In the six years of personal discovery I had experienced since my brain scan, this was the first time I was really stunned. I realized I had never had a clue about the deeper groundwaters that had shaped me. Later that evening at a post-symposium, at the home of my dear friend of thirty-five years the polymath neuroscientist Ole Petter Ottersen,
rektor
(president) of the University of Oslo, I talked with other clinicians, and they supported the idea that I had been bipolar all along. One called my rather revealing personal lecture a “Lutheran confession.” For the life of me, I still do not know what that means. But afterward I started to think that my firm denial of God was a product of, rather than a cause of, depression. (Now I'm not so sure about God; maybe there is a God and an afterlife after all, who knows?)

Thanks to great feedback from circumspect neuroscientists
and clinicians, the Oslo trip had firmed up my confidence in my Three-Legged Stool theory. But somehow I had “contracted” bipolar disorder during the trip. Like Wile E. Coyote running off a cliff, I hadn't seen the reality of my own bipolar disorder until I slowed down long enough to recognize the gravity of the situation.

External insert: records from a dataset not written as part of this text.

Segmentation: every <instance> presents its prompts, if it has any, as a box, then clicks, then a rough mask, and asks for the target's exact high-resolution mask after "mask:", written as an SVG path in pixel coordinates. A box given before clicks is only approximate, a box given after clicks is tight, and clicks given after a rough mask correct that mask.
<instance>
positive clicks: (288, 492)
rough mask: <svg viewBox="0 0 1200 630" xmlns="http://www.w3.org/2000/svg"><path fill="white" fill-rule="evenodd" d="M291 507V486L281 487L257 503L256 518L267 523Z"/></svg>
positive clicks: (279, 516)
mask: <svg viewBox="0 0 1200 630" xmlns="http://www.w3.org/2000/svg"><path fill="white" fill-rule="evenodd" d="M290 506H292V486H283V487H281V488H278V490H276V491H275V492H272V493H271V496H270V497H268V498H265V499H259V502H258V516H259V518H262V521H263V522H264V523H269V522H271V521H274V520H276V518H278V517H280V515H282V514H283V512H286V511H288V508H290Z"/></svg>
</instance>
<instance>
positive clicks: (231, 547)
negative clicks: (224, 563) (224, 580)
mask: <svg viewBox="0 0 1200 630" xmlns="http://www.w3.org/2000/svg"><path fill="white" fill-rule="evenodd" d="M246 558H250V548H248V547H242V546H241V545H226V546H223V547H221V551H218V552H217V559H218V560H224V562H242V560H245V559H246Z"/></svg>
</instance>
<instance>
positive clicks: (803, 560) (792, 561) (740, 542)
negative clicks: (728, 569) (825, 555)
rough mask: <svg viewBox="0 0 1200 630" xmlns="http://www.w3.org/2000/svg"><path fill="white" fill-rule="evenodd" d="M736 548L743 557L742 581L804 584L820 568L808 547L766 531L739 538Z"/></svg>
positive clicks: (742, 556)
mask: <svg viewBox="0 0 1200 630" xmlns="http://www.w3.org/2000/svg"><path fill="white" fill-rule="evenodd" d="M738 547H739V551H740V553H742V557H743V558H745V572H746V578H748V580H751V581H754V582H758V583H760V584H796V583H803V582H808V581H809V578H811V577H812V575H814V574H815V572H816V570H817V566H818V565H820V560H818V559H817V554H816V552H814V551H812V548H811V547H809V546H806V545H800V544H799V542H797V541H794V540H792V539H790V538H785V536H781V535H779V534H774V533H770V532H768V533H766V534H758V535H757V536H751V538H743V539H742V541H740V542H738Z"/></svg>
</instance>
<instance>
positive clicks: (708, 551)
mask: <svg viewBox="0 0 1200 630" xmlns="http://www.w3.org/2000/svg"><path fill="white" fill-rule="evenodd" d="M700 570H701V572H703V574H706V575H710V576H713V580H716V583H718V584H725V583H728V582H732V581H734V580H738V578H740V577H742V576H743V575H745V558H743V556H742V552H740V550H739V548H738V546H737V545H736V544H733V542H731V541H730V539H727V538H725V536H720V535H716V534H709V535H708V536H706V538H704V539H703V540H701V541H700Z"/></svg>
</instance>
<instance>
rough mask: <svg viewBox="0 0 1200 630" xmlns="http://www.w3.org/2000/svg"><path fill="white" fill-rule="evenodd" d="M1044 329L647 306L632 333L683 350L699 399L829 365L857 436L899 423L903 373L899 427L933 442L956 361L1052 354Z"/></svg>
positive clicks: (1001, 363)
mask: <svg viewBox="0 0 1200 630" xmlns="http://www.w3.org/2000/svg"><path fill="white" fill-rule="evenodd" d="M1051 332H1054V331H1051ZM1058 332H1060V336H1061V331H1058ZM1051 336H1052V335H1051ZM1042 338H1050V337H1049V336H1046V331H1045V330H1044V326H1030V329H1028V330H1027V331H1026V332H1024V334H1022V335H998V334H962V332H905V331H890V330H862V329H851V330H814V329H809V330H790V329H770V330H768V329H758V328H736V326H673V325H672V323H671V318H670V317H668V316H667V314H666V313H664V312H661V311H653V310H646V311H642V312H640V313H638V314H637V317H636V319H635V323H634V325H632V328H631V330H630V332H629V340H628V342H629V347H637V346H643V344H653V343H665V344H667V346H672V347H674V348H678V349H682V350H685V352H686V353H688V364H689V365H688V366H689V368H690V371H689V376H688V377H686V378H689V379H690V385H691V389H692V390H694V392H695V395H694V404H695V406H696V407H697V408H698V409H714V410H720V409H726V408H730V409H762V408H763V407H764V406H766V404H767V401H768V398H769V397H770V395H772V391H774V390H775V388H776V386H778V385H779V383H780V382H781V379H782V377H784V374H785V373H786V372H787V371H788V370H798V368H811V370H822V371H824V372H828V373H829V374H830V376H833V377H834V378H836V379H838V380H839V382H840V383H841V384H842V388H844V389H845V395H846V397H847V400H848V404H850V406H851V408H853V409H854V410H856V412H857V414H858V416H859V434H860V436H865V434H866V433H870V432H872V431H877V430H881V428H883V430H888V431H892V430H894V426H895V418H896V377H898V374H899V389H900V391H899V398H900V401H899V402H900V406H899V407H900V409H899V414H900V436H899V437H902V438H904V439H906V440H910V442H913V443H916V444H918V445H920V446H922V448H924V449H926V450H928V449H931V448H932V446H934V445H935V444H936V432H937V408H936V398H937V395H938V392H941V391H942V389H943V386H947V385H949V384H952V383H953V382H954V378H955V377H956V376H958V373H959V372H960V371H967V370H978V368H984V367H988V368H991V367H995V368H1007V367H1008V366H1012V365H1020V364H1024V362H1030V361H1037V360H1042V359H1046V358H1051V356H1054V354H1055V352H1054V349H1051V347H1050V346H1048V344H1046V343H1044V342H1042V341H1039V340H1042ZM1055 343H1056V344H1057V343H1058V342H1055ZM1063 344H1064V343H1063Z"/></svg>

I learned much about the clinical intricacies of depression and bipolar disorder listening to Dr. Fatemi and his lecture during those two days in Oslo, comparing the clinical picture with the neuroanatomical circuits I had drawn up for the talk, and further fleshing out my knowledge of the disorder after I returned home from Norway.

The National Institutes of Health's
A.D.A.M. Medical Encyclopedia
defines bipolar disorder as follows: “Bipolar disorder is a condition in which people go back and forth between periods of a very good or irritable mood and depression. The ‘mood swings' between mania and depression can be very quick . . . In most people with bipolar disorder, there is no clear cause for the manic or depressive episodes. The manic phase may last from days to months.” Since the age of nineteen, I have displayed 85 percent of the listed symptoms during my hypomania, including little need for sleep, reckless behavior, elevated mood, and hyperactivity. In the depressed phase people usually experience sadness, difficulty concentrating, fatigue, low self-esteem, and hopelessness.

Depression is a complex mix of mood disorders that, taken together, affect 10 to 15 percent of the global population at some point in their lives, making it one of the most common psychiatric maladies. Becoming depressed as a result of a loss of a spouse,
child, friend, or career is, of course, normal. But depression may occur in the absence of any clear environmental stimulus, and in many cases runs in families, suggesting it is, at least in part, genetic. The key feature differentiating bipolar disorder, formerly called manic-depression, from major depressive disorder (MDD), also known as major or clinical depression, is the presence of hypomania or mania that cycles with the down or depressed moods. There are other types of depression such as seasonal affective disorder (SAD), typically found in people with a brain rhythm dysfunction that acts up during the dark winter months; postpartum depression (PPD); dysthymia (a mild, long-lasting form of depression); and melancholic depression, in which the person is unable to experience pleasure, a condition referred to as anhedonia. There are some severe forms of major depression, including catatonia, in which the person hardly ever moves, and psychotic major depression (PMD), in which the person experiences not only depression but also hallucinations and delusions.